Oh well, i should have been more explicit i guess (although if you interpret it as such, you've seen the exact positions of those spaces). No spaces allowed at the start or end of a folder name. They get automatically chopped off.
and that directories are separated with a backslash (and not a slash).
That I assumed was a typo but was too polite to comment.
The kindergarten answer.
I am sure that was not meant as an insult, Molly has been far to helpful in the past.
Indeed, it was not meant as an insult (that is why i edited my post shortly after to elaborate en be more precise as i realized too late that that answer alone could be taken as an insult).
Since you are talking about newbie to development as a whole, i thought the official sdk documentation from microsoft on the subject of temp directories would be too technical to understand, hence the 'common people's blog-post with pictures and fancy colors' - approach instead.
As far as "an developer must understand windows temp system" I really must disagree. I sure don't (as I have just demonstrated). I build my code on Linux, cross compile on Linux and then take a windows binary over to my long suffering wife's computer and test there. I have really not used windows since Win97 (and Delphi 2).

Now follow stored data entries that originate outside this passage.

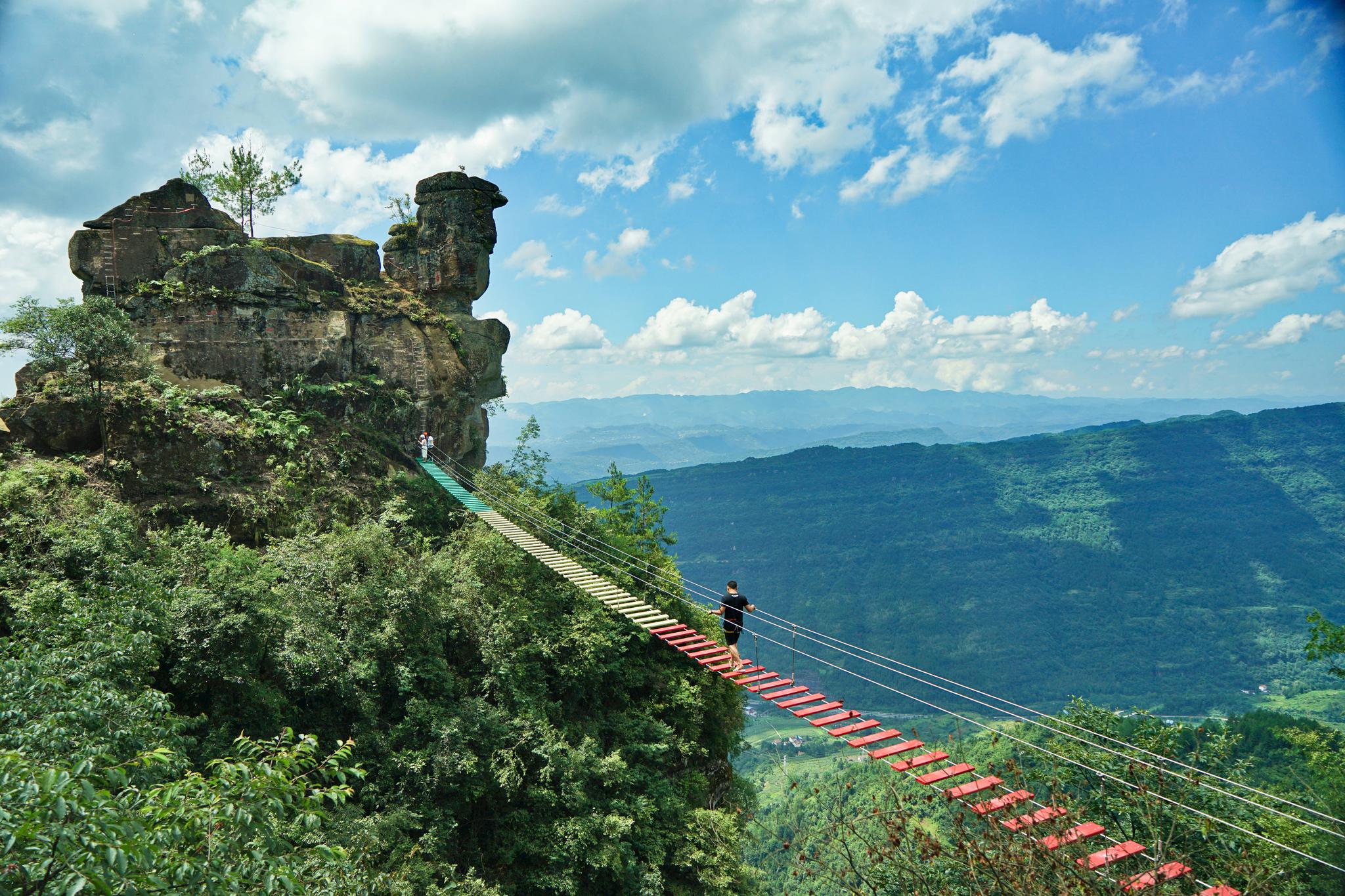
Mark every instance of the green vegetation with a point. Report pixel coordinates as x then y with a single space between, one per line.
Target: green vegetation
830 826
91 344
472 725
1169 565
242 184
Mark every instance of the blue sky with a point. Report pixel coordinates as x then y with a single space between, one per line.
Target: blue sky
1091 198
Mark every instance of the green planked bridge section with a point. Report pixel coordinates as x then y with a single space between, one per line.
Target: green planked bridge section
454 488
638 612
822 712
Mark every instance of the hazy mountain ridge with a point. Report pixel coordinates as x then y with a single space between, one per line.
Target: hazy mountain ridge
645 431
1165 565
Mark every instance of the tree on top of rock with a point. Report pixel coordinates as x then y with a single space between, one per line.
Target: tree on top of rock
244 186
92 344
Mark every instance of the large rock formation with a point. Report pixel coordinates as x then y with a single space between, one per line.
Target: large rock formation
217 308
445 254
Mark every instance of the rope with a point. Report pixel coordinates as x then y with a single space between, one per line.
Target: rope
529 515
1020 717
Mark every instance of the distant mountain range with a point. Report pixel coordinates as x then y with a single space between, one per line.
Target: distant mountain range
1165 565
648 431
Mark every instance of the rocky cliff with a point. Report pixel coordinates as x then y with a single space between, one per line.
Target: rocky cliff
215 308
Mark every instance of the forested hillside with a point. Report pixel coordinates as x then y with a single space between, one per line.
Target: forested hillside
1168 565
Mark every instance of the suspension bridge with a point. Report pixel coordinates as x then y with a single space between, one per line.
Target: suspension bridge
986 796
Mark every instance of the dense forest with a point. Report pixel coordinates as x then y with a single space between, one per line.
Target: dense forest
1168 565
361 691
245 649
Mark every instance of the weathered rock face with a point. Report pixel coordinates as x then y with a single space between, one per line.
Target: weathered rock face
215 308
347 257
445 254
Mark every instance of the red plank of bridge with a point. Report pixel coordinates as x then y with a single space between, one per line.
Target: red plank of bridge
973 788
1001 802
1110 855
907 746
944 774
799 702
1078 832
1151 878
1033 819
761 677
821 707
695 644
829 720
876 738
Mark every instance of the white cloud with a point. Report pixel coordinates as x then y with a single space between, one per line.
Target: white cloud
877 175
630 174
533 259
682 188
1293 328
1259 269
611 81
553 206
105 14
1044 385
622 257
920 172
682 326
564 331
1029 83
914 328
64 146
925 171
33 257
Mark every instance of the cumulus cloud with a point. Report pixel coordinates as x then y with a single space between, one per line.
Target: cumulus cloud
919 172
622 255
682 326
1259 269
33 255
64 146
684 187
914 328
552 205
814 73
1293 328
1028 83
630 174
564 331
533 259
105 14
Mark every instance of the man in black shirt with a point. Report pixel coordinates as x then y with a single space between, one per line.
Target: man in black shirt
731 608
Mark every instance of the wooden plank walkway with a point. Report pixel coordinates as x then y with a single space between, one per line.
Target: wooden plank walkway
709 653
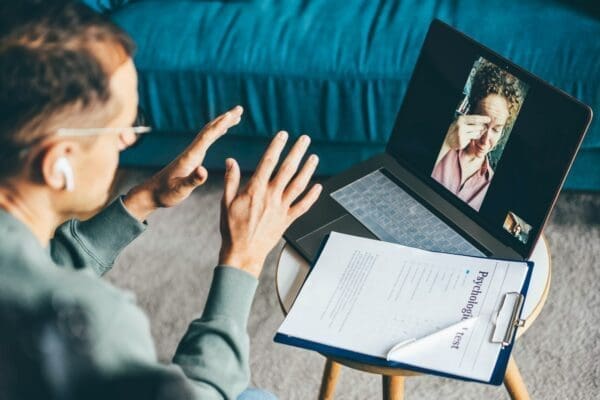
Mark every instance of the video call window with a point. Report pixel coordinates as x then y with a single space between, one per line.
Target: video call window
473 145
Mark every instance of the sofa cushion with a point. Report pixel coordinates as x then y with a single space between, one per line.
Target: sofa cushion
334 68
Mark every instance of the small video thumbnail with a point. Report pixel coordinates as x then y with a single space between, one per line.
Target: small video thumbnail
517 227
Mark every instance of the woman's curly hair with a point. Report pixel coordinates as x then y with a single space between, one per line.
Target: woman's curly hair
489 79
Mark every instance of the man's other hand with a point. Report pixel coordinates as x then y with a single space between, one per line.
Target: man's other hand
176 181
254 218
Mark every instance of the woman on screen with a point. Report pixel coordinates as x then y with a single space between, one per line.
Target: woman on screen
463 164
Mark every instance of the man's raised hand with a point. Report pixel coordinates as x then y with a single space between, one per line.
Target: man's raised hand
254 218
176 181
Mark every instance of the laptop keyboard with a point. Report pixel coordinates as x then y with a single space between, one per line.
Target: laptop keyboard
395 216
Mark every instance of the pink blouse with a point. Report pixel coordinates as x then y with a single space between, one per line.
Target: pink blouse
449 173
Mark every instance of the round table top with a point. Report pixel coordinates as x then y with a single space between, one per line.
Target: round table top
292 270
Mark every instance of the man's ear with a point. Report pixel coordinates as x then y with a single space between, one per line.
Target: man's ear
52 163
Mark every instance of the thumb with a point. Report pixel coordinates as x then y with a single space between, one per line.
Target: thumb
196 178
232 181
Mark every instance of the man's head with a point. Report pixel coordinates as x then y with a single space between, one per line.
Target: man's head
494 93
63 66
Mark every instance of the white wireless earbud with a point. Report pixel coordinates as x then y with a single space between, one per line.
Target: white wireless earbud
62 166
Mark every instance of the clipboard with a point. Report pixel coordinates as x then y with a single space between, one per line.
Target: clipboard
507 321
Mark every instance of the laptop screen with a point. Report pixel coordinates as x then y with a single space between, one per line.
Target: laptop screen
486 135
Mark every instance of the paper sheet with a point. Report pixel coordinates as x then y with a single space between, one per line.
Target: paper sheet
367 296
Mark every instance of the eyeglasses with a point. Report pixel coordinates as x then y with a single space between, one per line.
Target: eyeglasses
138 128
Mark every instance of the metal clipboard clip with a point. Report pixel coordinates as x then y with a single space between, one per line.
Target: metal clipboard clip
508 318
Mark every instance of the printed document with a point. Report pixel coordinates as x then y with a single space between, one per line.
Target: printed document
430 310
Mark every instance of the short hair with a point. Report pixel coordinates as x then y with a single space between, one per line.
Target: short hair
491 79
56 59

With the risk of sounding as an insult again, that is your lack of education. and fwiw temp environment variable is present since dos times and was continued with first releases of windows, albeit still dos based.
My real point was that if we are to attract new users, they may well be, initially, non developers. Maybe, over time and with Lazarus's help, they will become developers if we don't scare them off. While capable of being a very powerful tool, Lazarus is also a great "first time" development system.
Although i understand your reasoning there, development really isn't for the faint-hearted and velvet glove approach. Expect many hours of reading through endless sdk's and (lacking) documentation. If you expect to be spoon-fed then you will never be able to progress as you block yourself from improving your own skills. Compare it with having sex.... or do you wish for people to be spoon-fed there as well ... so that they don't get scared off the first time ?
My 9yo grandson recently had great fun building a simple guessing game on Lazarus.
And i'm glad he was able to and hope he had lot's of fun (as well for those playing the game). I take it that the underlying message there was that a user like TS could have been 8 years old ? (i don't think so).